The last time I said anything of note was the time I wrote the fricking letter to the editor about fricking Tiny Cooper and his fricking right to be a fricking star on our horrible football team. I don’t regret writing the letter in the least, but I regret signing it. Signing it was a clear violation of the rule about shutting up, and look where it got me: alone on a Tuesday afternoon, staring at my black Chuck Taylors.


That night, not long after I order pizza for me and my parents, who are—as always—late at the hospital, Tiny Cooper calls me and, real quiet and fast, he blurts out, “Neutral Milk Hotel is supposedly playing a reunion show at the Hideout and it’s totally not advertised and no one even knows about it and holy shit, Grayson, holy shit!”
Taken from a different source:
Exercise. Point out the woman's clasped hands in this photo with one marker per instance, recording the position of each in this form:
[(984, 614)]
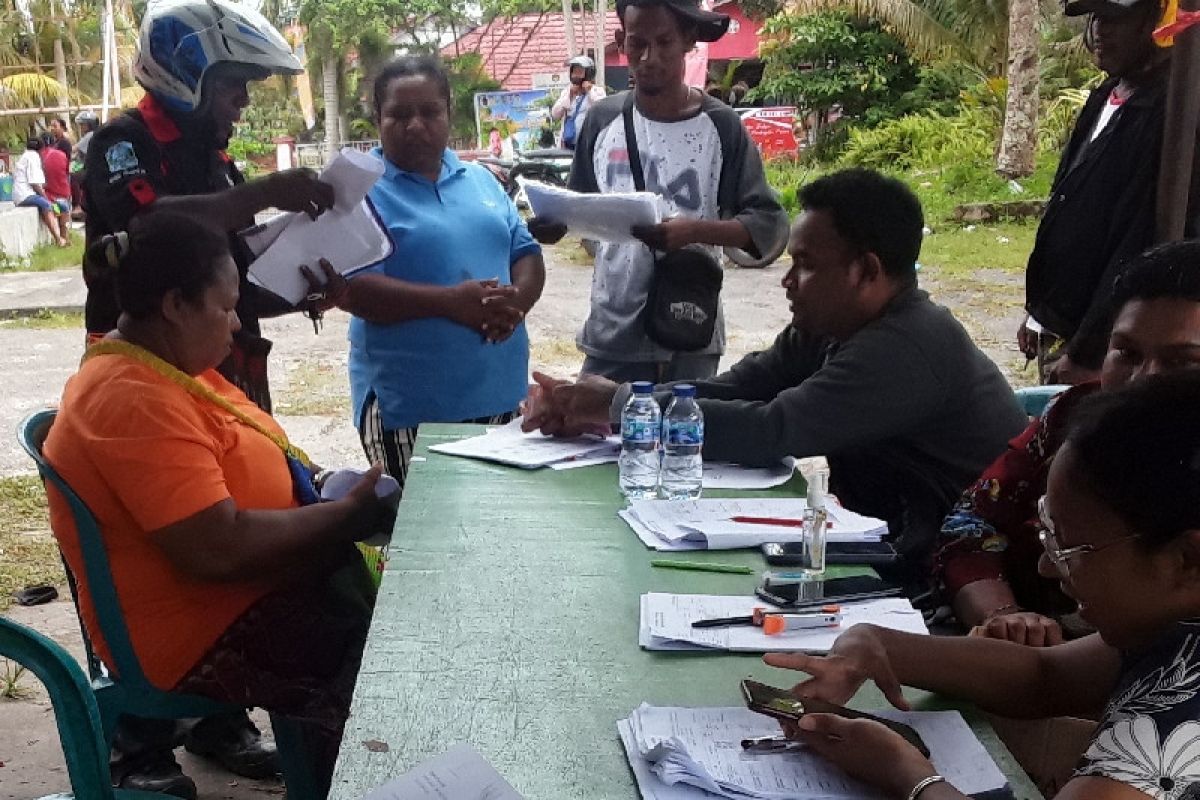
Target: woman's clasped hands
[(489, 307)]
“Holy shit!” I shout. One thing you can say for Tiny: whenever something awesome happens, Tiny is always the first to hear.
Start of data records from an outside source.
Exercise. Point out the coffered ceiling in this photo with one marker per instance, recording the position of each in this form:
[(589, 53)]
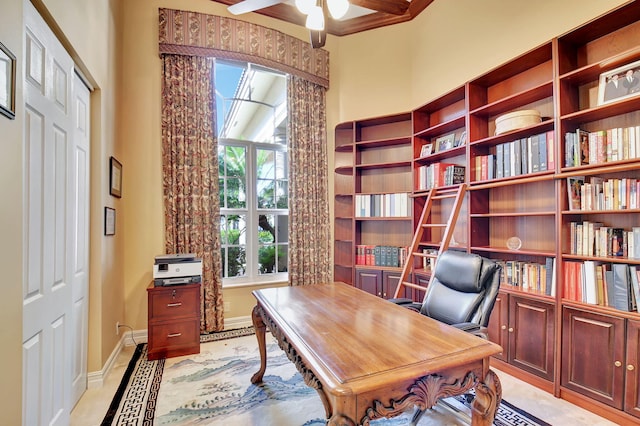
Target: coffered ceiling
[(363, 15)]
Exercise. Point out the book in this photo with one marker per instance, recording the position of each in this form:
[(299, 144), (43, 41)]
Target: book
[(621, 289), (574, 188), (551, 162), (583, 147)]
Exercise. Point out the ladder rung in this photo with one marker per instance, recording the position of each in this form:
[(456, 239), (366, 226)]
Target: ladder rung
[(434, 225), (412, 285), (443, 196)]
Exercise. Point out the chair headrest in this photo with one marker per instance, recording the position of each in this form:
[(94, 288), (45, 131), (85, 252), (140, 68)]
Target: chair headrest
[(460, 271)]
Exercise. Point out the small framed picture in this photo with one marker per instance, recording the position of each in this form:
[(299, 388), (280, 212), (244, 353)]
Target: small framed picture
[(462, 140), (109, 221), (426, 149), (7, 83), (445, 142), (115, 178), (619, 83), (574, 188)]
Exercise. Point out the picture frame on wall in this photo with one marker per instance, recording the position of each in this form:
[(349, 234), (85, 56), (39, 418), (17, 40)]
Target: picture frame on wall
[(115, 178), (109, 221), (619, 83), (7, 82)]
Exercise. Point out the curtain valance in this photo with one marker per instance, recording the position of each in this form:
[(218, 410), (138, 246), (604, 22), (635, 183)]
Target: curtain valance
[(199, 34)]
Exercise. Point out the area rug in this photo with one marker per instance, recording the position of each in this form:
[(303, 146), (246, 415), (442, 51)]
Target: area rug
[(214, 388)]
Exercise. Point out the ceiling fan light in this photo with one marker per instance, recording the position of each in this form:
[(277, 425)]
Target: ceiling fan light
[(315, 19), (338, 8), (305, 6)]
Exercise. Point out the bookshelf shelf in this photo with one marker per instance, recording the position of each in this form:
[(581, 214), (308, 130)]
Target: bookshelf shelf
[(549, 329)]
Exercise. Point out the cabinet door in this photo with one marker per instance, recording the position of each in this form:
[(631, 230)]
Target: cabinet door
[(593, 355), (370, 281), (632, 394), (498, 324), (390, 280), (531, 335)]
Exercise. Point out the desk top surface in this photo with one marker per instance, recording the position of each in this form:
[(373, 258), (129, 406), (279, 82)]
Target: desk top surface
[(346, 335)]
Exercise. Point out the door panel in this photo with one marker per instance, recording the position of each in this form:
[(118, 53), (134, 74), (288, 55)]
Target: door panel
[(79, 223), (48, 201), (532, 336), (593, 355)]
Now, I am not generally given over to excitement, but Neutral Milk Hotel sort of changed my life. They released this absolutely fantastic album called In the Aeroplane Over the Sea in 1998 and haven’t been heard from since, purportedly because their lead singer lives in a cave in New Zealand. But anyway, he’s a genius. “When?”

“Dunno. I just heard. I’m gonna call Jane, too. She likes them almost as much as you do. Okay, so now. Now. Let’s go to the Hideout now.”
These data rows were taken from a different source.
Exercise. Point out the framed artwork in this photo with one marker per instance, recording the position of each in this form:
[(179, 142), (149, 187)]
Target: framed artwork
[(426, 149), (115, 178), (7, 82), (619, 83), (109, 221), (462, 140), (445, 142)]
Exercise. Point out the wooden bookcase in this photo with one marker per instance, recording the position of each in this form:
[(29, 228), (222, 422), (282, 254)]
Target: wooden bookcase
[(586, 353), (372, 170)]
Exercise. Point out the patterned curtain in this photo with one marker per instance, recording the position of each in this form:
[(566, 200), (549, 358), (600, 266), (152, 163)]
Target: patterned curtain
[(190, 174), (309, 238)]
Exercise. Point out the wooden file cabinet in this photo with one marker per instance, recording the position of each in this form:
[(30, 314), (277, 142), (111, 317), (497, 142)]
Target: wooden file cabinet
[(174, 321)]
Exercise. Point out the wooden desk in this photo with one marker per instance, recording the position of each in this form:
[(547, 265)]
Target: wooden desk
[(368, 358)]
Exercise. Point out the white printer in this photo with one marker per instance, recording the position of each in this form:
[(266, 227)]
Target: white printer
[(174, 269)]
“I’m literally on my way,” I answer, opening the door to the garage.


I call my mom from the car. I tell her Neutral Milk Hotel is playing at the Hideout and she says, “Who? What? You’re hiding out?” And then I hum a few bars of one of their songs and Mom says, “Oh, I know that song. It’s on the mix you made me,” and I say, “Right,” and she says, “Well you have to be back by eleven,” and I say, “Mom this is a historical event. History doesn’t have a curfew,” and she says, “Back by eleven,” and I say, “Fine. Jesus,” and then she has to go cut cancer out of someone.

Tiny Cooper lives in a mansion with the world’s richest parents. I don’t think either of his parents have jobs, but they are so disgustingly rich that Tiny Cooper doesn’t even live in the mansion; he lives in the mansion’s coach house, all by himself. He has three bedrooms in that motherfucker and a fridge that always has beer in it and his parents never bother him, and so we can sit there all day and play video game football and drink Miller Lite, except in point of fact Tiny hates video games and I hate drinking beer, so mostly all we ever do is play darts (he has a dartboard) and listen to music and talk and study. I’ve just started to say the T in Tiny when he comes running out of his room, one black leather loafer on and the other in his hand, shouting, “Go, Grayson, go go.”

And everything goes perfectly on the way there. Traffic’s not too bad on Sheridan, and I’m cornering the car like it’s the Indy 500, and we’re listening to my favorite NMH song, “Holland, 1945,” and then onto Lake Shore Drive, the waves of Lake Michigan crashing against the boulders by the Drive, the windows cracked to get the car to defrost, the dirty, bracing, cold air rushing in, and I love the way Chicago smells—Chicago is brackish lake water and soot and sweat and grease and I love it, and I love this song, and Tiny’s saying I love this song, and he’s got the visor down so he can muss up his hair a little more expertly. That gets me to thinking that Neutral Milk Hotel is going to see me just as surely as I’m going to see them, so I give myself a once-over in the rearview. My face seems too square and my eyes too big, like I’m perpetually surprised, but there’s nothing wrong with me that I can fix.


The Hideout is a dive bar made of wooden planks that’s nestled between a factory and some Department of Transportation building. There’s nothing swank about it, but there’s a line out the door even though it’s only seven. So I huddle in line for a while with Tiny until Gary and Possibly Gay Jane show up.

Jane’s wearing a hand-scrawled Neutral Milk Hotel v-neck T-shirt under her open coat. Jane showed up in Tiny’s life around the time I dropped out of it, so we don’t really know each other. Still, I’d say she’s currently about my fourth-best friend, and apparently she has good taste in music.